9) Bunions. Bunions are a bony bulge on the side of your foot, next to the base of your big toe. It is usually due to the misalignment of the first toe joint, and is exacerbated by ill-fitting shoes and age. Try changing to more comfortable shoes or wearing shoe inserts which hug the bunion and protect your foot. WebMD advises that bunions sometimes needs to be fixed with surgery.
10) Ingrown toenail. This happens when skin grows over the side of the toenail. It can happen on one or both sides, is extremely painful and can lead to infections. WebMD recommends soaking the foot in warm water four times a day, and wedging a piece of gauze between the nail and the wet skin to seperate them and encourage nail growth away from the skin. If you have persistent ingrown toenails and are experiencing a lot of pain or infection, see your doctor. There are surgical procedures which can fix ingrown toenails permanently.

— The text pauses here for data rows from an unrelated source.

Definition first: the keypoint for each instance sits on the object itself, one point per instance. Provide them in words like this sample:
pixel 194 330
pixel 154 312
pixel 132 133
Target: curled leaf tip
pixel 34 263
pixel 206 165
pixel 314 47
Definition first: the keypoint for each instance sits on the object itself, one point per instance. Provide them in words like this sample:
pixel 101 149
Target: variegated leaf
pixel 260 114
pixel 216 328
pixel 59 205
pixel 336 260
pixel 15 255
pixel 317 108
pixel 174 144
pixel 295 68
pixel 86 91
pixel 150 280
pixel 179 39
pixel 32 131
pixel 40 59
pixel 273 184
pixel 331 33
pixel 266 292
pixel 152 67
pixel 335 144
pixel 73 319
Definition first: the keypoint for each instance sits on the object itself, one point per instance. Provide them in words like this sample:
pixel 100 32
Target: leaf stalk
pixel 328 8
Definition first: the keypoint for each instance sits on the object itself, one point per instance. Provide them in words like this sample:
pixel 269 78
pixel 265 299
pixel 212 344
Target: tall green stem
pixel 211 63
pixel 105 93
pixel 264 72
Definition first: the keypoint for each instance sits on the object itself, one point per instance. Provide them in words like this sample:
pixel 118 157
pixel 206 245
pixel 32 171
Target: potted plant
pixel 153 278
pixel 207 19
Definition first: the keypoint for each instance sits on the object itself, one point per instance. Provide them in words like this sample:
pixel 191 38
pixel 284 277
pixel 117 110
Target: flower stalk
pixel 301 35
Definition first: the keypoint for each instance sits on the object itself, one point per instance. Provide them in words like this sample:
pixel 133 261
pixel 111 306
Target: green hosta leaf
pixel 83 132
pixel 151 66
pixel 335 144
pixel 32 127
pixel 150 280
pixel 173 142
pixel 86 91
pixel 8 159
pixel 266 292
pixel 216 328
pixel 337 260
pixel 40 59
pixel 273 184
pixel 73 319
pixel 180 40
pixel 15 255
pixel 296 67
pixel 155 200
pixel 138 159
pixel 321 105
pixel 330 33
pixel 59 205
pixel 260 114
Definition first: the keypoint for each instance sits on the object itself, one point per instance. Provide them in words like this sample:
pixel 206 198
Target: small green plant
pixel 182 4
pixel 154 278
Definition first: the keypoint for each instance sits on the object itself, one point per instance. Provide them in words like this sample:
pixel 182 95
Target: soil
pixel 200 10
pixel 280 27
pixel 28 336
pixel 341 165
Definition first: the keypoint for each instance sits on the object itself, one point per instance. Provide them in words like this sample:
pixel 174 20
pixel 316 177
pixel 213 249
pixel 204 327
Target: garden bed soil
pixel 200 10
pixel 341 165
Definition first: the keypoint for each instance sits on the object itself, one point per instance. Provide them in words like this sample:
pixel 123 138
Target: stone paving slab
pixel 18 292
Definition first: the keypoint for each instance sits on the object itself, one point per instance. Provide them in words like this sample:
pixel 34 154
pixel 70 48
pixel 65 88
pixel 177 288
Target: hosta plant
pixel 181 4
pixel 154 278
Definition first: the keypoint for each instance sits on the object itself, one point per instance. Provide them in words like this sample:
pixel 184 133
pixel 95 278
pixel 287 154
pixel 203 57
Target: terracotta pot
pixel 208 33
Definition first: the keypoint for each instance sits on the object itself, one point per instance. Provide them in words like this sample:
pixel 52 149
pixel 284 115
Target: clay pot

Painful feet is something we often put up with - according to the American Orthopaedic Foot and Ankle Society, up to 80% of women have foot problems! It is important to identify the issue and then treat it immediately, rather than leaving it to worsen. This can be as simple as resting your feet - Foot Logics recommends laying on the floor with your feet up on the couch for 15 minutes, to clear any water retention - or soaking your feet in warm water and tea tree or peppermint oil. Massage your feet regularly with moisturising cream, and if you have persistently achy feet try wearing orthotic insoles. We rely on them all day, so it's important to look after your feet!